Lutjanus madras, the Indian snapper, is a species of marine ray-finned fish, a snapper belonging to the family Lutjanidae. It is native to the western Pacific and Indian Oceans.

==Taxonomy==
Lutjanus madras was first formally described as Mesoprion madras in 1831 by the French zoologist Achille Valenciennes with the type locality given as Mahé in the Seychelles. The specific name madras is the local name for this fish on Mahé. The yellowfin snapper (Lutjanus xanthopinnis) which was described from Japan in 2013 was thought to account for the Pacific records of L. madras.

==Description==
Lutjanus madras has a fusiform, slender body which has a standard length that is 2.6 to 3.1 times as long as the body at its deepest point. It has a moderately to gently sloped forehead and the preopercular incision and knob are weakly developed. The vomerine teeth are arranged in a triangular patch with a central rearwards extension, or it is diamond shaped, and the tongue has a patch of grain-like teeth. The dorsal fin has 10-11 spines and 13-14 soft rays while the anal fin contains 3 spines and 8-9 soft rays. The rear of the dorsal fin and the anal fin have an angular profile, the pectoral fins have 16-17 rays and the caudal fin is truncate or weakly emarginate. This fish attains a maximum total length of 30 cm, although 20 cm is more typical. The colour of the upper back is brownish, the flanks are whitish marked with a series of very thin yellow longitudinal lines, one on each scale row on the lower half of the body. Above the lateral line there are fine brownish lines running diagonally. The fins, other than the pelvic fins which are whitish or very light yellow, are yellow.

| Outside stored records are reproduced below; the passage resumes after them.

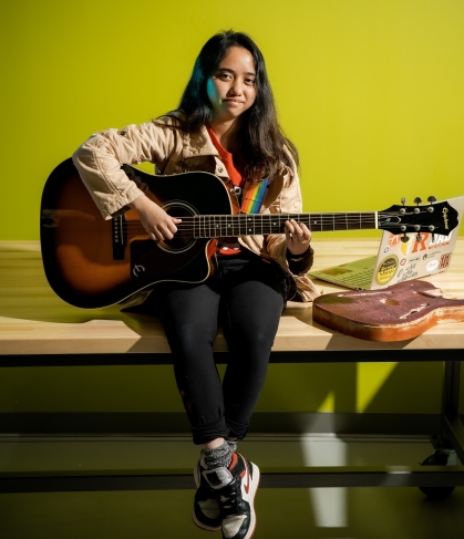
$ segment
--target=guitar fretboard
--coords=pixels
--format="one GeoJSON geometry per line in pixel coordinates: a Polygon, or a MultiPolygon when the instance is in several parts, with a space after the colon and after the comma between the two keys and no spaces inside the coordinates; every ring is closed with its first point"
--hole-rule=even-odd
{"type": "Polygon", "coordinates": [[[194,238],[224,238],[283,232],[287,220],[303,222],[312,231],[378,228],[377,211],[349,214],[198,215],[183,219],[179,229],[194,238]]]}

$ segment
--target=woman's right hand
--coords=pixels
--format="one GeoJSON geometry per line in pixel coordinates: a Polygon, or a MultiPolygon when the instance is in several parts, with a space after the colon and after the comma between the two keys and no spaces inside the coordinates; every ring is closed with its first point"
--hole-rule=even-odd
{"type": "Polygon", "coordinates": [[[155,241],[173,239],[174,234],[177,231],[176,225],[182,222],[182,219],[171,217],[161,206],[145,195],[137,197],[128,206],[135,209],[143,227],[155,241]]]}

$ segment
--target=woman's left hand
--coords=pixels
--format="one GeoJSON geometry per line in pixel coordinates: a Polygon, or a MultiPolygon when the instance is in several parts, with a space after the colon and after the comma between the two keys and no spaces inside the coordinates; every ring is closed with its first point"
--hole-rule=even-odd
{"type": "Polygon", "coordinates": [[[303,222],[295,219],[286,221],[287,249],[292,255],[302,255],[309,249],[311,232],[303,222]]]}

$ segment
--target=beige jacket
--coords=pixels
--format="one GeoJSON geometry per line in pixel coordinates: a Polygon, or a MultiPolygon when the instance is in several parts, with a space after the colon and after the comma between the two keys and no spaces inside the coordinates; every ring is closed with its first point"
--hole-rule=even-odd
{"type": "MultiPolygon", "coordinates": [[[[121,169],[123,164],[151,162],[156,166],[156,172],[164,175],[205,170],[215,174],[226,184],[230,182],[205,127],[199,133],[184,133],[166,126],[159,120],[96,133],[75,151],[73,162],[105,219],[126,211],[127,205],[143,194],[121,169]]],[[[282,165],[281,173],[270,184],[260,211],[302,211],[296,167],[290,169],[282,165]]],[[[271,257],[290,273],[283,234],[246,236],[239,238],[239,241],[257,255],[271,257]]],[[[305,273],[292,277],[298,290],[296,300],[311,301],[319,296],[319,291],[305,273]]]]}

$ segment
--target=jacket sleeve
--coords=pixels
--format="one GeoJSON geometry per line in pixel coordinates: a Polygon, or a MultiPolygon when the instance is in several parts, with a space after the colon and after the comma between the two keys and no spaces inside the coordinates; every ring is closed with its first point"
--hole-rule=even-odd
{"type": "MultiPolygon", "coordinates": [[[[283,187],[279,197],[269,207],[271,214],[301,214],[302,198],[300,180],[296,166],[286,168],[283,187]]],[[[312,266],[313,250],[309,247],[309,253],[300,262],[291,263],[287,259],[287,245],[285,234],[270,234],[266,236],[266,250],[270,257],[278,259],[282,266],[287,266],[291,273],[306,273],[312,266]]]]}
{"type": "Polygon", "coordinates": [[[72,159],[103,217],[111,219],[143,193],[121,166],[151,162],[163,167],[175,152],[182,152],[182,132],[153,121],[96,133],[72,159]]]}

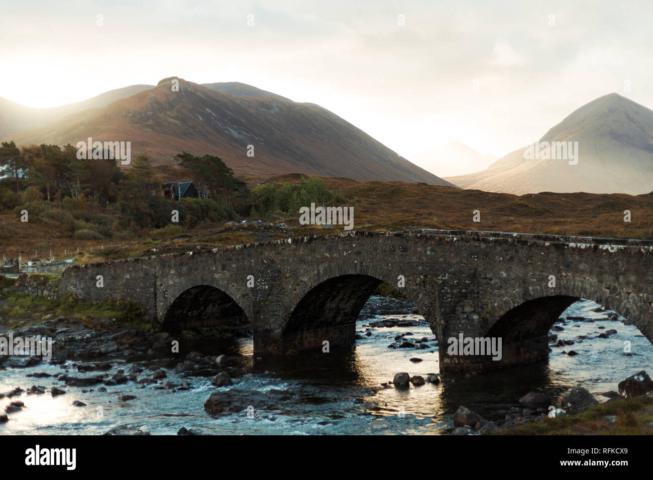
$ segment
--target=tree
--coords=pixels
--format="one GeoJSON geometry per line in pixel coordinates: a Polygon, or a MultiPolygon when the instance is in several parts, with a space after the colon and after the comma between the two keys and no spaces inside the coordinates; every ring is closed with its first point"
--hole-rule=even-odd
{"type": "Polygon", "coordinates": [[[68,164],[66,180],[68,187],[71,190],[71,197],[74,199],[77,200],[80,193],[82,193],[82,189],[88,186],[85,184],[88,175],[88,170],[84,163],[75,161],[68,164]]]}
{"type": "Polygon", "coordinates": [[[20,193],[20,177],[25,171],[25,165],[20,149],[16,146],[14,140],[2,142],[0,147],[0,164],[2,170],[16,183],[16,191],[20,193]]]}
{"type": "Polygon", "coordinates": [[[225,203],[232,204],[236,194],[247,191],[247,184],[234,177],[234,170],[218,157],[213,155],[195,157],[183,152],[177,154],[175,159],[200,186],[204,198],[210,192],[212,198],[217,199],[220,195],[223,196],[225,203]]]}
{"type": "Polygon", "coordinates": [[[127,174],[132,192],[148,197],[157,183],[152,163],[146,153],[138,153],[131,162],[131,168],[127,174]]]}

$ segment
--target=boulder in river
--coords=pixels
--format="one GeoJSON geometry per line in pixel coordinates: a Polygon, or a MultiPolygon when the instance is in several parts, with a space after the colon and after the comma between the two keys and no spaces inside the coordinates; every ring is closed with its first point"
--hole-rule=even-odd
{"type": "Polygon", "coordinates": [[[474,426],[478,422],[483,420],[483,417],[478,413],[475,413],[467,407],[460,406],[453,415],[453,424],[458,426],[474,426]]]}
{"type": "Polygon", "coordinates": [[[142,426],[119,425],[110,430],[104,435],[150,435],[150,432],[143,428],[142,426]]]}
{"type": "Polygon", "coordinates": [[[424,381],[424,377],[420,375],[415,375],[413,376],[410,381],[413,383],[413,385],[415,387],[419,387],[420,385],[423,385],[426,382],[424,381]]]}
{"type": "Polygon", "coordinates": [[[213,381],[211,382],[215,387],[229,387],[229,385],[233,385],[233,382],[231,381],[231,378],[229,377],[229,374],[226,372],[221,372],[217,375],[216,375],[213,381]]]}
{"type": "Polygon", "coordinates": [[[397,374],[392,379],[392,383],[398,389],[407,389],[410,387],[410,376],[405,372],[397,374]]]}
{"type": "Polygon", "coordinates": [[[534,405],[550,405],[553,403],[551,398],[539,392],[529,392],[519,399],[522,404],[532,404],[534,405]]]}
{"type": "Polygon", "coordinates": [[[619,394],[624,398],[644,395],[653,391],[653,381],[646,371],[631,375],[625,380],[619,382],[619,394]]]}
{"type": "Polygon", "coordinates": [[[52,396],[57,396],[57,395],[63,395],[65,392],[66,391],[65,390],[57,389],[56,387],[53,387],[52,389],[50,391],[50,393],[52,394],[52,396]]]}
{"type": "Polygon", "coordinates": [[[489,435],[496,430],[499,430],[494,422],[487,422],[485,424],[476,430],[478,435],[489,435]]]}
{"type": "Polygon", "coordinates": [[[588,390],[575,387],[562,399],[562,408],[569,415],[577,415],[598,403],[588,390]]]}
{"type": "Polygon", "coordinates": [[[231,389],[217,390],[211,394],[204,402],[204,409],[210,415],[238,412],[249,406],[255,409],[263,408],[268,405],[278,405],[283,392],[270,391],[267,394],[255,390],[231,389]]]}

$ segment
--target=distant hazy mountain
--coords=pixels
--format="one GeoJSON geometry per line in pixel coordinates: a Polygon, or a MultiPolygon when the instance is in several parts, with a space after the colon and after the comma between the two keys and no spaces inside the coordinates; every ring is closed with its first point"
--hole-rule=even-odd
{"type": "Polygon", "coordinates": [[[182,150],[212,153],[241,176],[300,172],[453,186],[318,105],[237,83],[207,88],[178,79],[173,91],[174,78],[10,138],[19,145],[130,141],[132,152],[148,152],[156,165],[175,165],[182,150]]]}
{"type": "Polygon", "coordinates": [[[611,93],[581,106],[539,142],[578,142],[577,164],[526,159],[524,147],[485,170],[445,180],[463,188],[517,195],[653,191],[653,110],[621,95],[611,93]]]}
{"type": "Polygon", "coordinates": [[[447,142],[411,157],[411,161],[443,176],[462,175],[487,168],[496,161],[492,155],[481,155],[459,142],[447,142]]]}
{"type": "Polygon", "coordinates": [[[150,88],[153,88],[153,86],[131,85],[106,91],[81,102],[50,108],[31,108],[0,97],[0,138],[23,130],[42,127],[76,112],[104,106],[116,100],[131,97],[150,88]]]}

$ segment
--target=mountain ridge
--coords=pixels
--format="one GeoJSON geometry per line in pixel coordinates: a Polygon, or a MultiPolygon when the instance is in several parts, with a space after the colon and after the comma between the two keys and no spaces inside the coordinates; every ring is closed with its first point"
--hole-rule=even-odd
{"type": "Polygon", "coordinates": [[[485,170],[445,179],[462,188],[515,195],[653,191],[653,110],[618,93],[577,108],[537,141],[578,142],[578,164],[526,159],[524,147],[485,170]]]}
{"type": "MultiPolygon", "coordinates": [[[[244,84],[219,86],[225,89],[240,85],[244,84]]],[[[265,95],[274,94],[253,87],[247,93],[263,96],[236,96],[168,77],[156,87],[101,108],[78,112],[5,140],[13,139],[17,144],[74,145],[91,136],[131,141],[133,152],[146,151],[155,165],[176,165],[174,155],[185,150],[217,155],[240,175],[300,172],[455,186],[325,108],[270,98],[265,95]],[[174,79],[179,82],[179,91],[172,91],[174,79]],[[247,156],[249,145],[254,146],[253,157],[247,156]]]]}

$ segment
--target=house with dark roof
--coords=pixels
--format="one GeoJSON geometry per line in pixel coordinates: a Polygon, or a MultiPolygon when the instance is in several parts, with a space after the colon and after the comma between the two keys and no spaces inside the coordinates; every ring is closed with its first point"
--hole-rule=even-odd
{"type": "Polygon", "coordinates": [[[200,191],[192,182],[168,182],[161,185],[161,191],[163,196],[171,200],[180,199],[180,192],[181,197],[183,199],[197,199],[199,198],[200,191]]]}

==Distribution and habitat==
Lutjanus madras was thought to have a distribution restricted to the western Indian Ocean and had been recorded from Zanzibar, the Seychelles, Oman, southern India and Sri Lanka. It was thought that L. xanthopinnis replaced this species in the Pacific Ocean but there is a recent record of L. madras from the Philippines. This species occurs at depths between 5 and 90 m on coral and rocky reefs.

==Biology==
Lutjanus madras gathers in small to large aggregations around coral or rocky outcrops. This species is spawns pelagic eggs, forming aggregations for spawning. This is a predatory species which hunts during the day.

==Fisheries==
Lutjanus madras is a common item in the fish markets of the Andaman and Nicobar Islands where it is caught using handlines. In other areas subsistence fisheries may use gill nets and traps to catch this species.